Contagion

 

“Where there are prophecies, they will fail”, the writer pointedly asserts. In the same abrupt language, he follows that even faith fails. Then finally (to the readers’ glad relief no doubt) comes the apostle’s astonishing assertion, “Love never fails.”

Wow. Love never fails.

Such a breathtaking truth will mean a lot of things. Here is just one of the joyous discoveries about God’s unfailing kind of love. Love begets love.

In other words, once we welcome into ourselves God’s pure love in Jesus – repeatedly receiving it over and over – we soon find ourselves reveling in it.

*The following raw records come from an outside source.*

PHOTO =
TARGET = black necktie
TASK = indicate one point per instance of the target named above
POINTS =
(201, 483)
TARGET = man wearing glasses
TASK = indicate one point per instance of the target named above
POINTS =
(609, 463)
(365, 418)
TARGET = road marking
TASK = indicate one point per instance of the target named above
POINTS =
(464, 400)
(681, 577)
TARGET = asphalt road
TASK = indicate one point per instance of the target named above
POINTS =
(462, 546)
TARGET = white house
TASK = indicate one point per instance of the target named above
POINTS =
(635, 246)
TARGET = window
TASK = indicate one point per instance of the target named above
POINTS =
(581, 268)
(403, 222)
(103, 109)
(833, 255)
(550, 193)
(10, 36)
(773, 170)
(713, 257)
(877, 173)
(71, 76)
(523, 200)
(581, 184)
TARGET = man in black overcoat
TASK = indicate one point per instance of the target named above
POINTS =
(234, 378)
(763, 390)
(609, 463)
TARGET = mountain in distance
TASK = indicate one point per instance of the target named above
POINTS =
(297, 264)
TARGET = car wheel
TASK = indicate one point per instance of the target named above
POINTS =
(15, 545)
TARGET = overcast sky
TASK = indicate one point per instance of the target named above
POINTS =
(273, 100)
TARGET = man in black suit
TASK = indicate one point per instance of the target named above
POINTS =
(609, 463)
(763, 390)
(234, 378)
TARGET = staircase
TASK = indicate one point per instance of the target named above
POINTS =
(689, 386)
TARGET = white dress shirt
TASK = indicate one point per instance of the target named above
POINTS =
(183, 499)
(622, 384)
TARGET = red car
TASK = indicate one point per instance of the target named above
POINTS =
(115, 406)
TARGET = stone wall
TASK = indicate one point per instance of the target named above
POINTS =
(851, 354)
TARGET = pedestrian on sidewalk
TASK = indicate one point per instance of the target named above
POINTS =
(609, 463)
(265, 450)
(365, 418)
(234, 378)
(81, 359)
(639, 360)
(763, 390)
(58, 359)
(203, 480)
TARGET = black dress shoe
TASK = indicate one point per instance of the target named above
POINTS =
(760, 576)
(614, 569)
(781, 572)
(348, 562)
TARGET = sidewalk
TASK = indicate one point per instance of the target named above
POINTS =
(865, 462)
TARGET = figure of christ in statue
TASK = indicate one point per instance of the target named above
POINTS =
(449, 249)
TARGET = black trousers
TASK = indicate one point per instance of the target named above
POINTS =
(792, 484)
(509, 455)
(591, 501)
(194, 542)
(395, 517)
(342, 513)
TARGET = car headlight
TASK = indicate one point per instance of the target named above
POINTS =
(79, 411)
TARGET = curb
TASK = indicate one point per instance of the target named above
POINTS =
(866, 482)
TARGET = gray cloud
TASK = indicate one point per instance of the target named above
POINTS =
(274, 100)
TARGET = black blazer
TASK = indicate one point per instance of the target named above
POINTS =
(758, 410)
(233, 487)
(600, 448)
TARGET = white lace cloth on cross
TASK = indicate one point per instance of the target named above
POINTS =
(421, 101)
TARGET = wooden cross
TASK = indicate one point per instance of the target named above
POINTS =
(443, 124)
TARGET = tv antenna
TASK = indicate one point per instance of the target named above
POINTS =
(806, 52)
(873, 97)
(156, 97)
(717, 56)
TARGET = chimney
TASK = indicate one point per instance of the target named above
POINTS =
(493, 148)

We never want to be without it or him. What’s more, a new dynamic has shown up on the scene.

We find it impossible to hold the agape of God to ourselves. By its nature, God’s love – like an overly-filled bucket of water – sloshes out on the surroundings. The Psalmist would not keep such news under wraps, “He restores my soul – my cup overflows”.

Love fueling love. By faith God’s much-thirsty kids simply receive. They take into themselves his generous and forgiving acceptance of them, his free-flowing affection toward them. So, Drinking. Drinking, they receive. They want never to stop receiving. Such a mindset exactly reflects the highest hope their Father above entertains. Heaven dances!

Bookshelves overflow today, and likely groan under the weight of account after biographical account of history’s multiplying disciples. In the truest sense these apprentices are pure lovers. They are being fed and fueled on the Father’s love. Such apprentices have tasted and have drunk of the Spirit’s living waters. Narrative upon narrative recounts the multiplication factor. Spanning generations and language groups – traversing mountains and deserts and plains. “Love never fails”.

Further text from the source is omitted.